Les mises à jour s’appliquent à plusieurs produits et incluent également des correctifs pour les composants tiers
La mise à jour Oracle Critical Security Patch (CSPU) publiée cette semaine contient 245 correctifs récemment annoncés pour les logiciels sur site pris en charge, dont certains impactent plusieurs produits. Il s’agit d’une réaction à une tendance du secteur consistant à annoncer et à corriger les failles de sécurité beaucoup plus rapidement et complète le calendrier de correctifs trimestriel traditionnel d’Oracle.

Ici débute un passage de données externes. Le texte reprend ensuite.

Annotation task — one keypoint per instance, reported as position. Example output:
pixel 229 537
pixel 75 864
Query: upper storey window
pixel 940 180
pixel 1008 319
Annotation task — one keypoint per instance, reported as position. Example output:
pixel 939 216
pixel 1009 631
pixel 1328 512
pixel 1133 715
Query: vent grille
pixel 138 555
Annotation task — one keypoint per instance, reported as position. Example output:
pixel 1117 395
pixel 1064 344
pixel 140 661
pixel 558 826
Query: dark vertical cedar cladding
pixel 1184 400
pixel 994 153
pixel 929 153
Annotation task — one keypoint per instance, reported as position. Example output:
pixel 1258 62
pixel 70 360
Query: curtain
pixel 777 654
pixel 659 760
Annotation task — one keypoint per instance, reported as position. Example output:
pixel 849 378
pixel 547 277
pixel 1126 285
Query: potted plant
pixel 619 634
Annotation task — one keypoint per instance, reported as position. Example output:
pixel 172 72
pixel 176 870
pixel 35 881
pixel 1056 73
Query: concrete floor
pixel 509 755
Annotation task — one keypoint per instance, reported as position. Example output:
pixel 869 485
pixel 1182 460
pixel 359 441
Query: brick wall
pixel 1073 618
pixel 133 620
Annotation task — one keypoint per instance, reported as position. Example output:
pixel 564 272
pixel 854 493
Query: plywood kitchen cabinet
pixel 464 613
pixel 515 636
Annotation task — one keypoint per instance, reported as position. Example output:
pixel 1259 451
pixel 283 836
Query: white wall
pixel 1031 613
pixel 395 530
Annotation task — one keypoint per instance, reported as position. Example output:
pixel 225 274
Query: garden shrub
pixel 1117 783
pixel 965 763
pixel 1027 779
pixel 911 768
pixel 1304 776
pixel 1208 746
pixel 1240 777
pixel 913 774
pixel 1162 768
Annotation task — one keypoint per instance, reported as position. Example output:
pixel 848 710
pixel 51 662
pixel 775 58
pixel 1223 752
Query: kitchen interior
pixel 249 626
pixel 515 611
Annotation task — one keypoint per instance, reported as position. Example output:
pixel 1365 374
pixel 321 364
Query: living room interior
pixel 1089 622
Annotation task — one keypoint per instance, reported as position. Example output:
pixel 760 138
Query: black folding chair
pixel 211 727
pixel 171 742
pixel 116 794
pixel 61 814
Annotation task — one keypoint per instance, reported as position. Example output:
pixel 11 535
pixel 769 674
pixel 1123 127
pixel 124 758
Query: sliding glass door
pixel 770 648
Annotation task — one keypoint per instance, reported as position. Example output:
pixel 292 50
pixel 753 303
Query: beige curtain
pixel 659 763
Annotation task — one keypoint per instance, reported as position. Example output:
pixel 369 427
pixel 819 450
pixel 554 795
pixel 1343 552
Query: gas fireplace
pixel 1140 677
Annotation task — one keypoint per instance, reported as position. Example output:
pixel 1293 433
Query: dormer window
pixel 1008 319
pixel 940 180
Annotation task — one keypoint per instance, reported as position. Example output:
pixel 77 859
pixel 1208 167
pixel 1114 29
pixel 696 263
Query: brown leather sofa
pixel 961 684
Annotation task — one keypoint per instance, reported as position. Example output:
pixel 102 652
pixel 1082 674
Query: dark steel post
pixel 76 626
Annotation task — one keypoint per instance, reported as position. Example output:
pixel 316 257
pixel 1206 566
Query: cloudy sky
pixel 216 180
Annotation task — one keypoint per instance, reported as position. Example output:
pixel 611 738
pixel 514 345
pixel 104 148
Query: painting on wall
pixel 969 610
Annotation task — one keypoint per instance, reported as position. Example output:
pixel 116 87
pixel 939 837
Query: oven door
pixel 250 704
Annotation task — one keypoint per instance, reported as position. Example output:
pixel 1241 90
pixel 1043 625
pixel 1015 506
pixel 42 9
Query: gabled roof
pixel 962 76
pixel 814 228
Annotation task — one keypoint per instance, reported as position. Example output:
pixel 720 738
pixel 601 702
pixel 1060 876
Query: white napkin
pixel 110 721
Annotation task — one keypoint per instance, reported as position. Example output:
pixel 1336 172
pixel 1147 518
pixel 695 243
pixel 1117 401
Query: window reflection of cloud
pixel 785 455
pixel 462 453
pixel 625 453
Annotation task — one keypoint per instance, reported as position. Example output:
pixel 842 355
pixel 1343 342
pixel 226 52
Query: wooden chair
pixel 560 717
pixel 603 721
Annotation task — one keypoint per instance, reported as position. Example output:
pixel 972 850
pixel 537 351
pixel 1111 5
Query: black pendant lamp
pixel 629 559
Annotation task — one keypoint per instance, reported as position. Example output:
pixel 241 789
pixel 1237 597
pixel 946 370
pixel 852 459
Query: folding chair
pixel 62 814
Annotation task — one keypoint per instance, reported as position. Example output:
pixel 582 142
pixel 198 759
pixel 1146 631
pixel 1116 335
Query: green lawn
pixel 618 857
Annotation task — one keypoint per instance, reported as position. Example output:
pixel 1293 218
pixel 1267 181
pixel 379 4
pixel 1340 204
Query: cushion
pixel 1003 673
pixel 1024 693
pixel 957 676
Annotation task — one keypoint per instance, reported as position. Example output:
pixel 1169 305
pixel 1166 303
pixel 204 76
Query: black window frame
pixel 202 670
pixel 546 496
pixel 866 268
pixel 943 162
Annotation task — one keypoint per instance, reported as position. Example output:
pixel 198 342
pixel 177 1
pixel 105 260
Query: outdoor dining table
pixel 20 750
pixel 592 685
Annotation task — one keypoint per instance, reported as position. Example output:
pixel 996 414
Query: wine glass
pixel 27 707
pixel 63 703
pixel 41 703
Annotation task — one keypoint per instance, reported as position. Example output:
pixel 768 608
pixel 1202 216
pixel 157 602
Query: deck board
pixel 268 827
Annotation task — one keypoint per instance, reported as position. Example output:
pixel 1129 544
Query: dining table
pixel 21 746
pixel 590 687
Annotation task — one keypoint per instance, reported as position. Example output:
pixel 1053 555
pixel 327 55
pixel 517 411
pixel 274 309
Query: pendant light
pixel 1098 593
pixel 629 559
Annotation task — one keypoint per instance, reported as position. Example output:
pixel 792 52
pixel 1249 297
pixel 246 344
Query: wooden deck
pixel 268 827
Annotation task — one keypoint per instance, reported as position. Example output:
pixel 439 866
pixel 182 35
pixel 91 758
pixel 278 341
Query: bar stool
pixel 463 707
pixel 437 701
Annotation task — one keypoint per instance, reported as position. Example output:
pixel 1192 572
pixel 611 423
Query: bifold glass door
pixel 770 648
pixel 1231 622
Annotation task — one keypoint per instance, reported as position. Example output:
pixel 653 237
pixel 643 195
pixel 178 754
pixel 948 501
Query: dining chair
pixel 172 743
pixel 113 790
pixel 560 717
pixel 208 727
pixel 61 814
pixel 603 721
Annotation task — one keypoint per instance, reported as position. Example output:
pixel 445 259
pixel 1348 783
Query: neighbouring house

Le lot actuel de correctifs affecte une large gamme de produits, notamment Oracle Enterprise Manager, JD Edwards, Fusion Middleware, MySQL, Peoplesoft et autres.
Oracle a déclaré que son objectif était de fournir des correctifs de sécurité ciblés et hautement prioritaires dans un format plus petit et plus ciblé, les rendant plus faciles à appliquer avec un minimum de perturbations. « Oracle effectue une analyse de chaque vulnérabilité de sécurité corrigée par une mise à jour critique du correctif de sécurité », a indiqué la société. « Oracle fournit ces informations afin que les clients puissent effectuer leur propre analyse des risques en fonction des détails de leur utilisation du produit. »
Flavio Villanustre, RSSI de LexisNexis Risk Solutions, a déclaré que bien qu’ils soient tous désignés comme hautement prioritaires, il considérait certains correctifs comme plus préoccupants.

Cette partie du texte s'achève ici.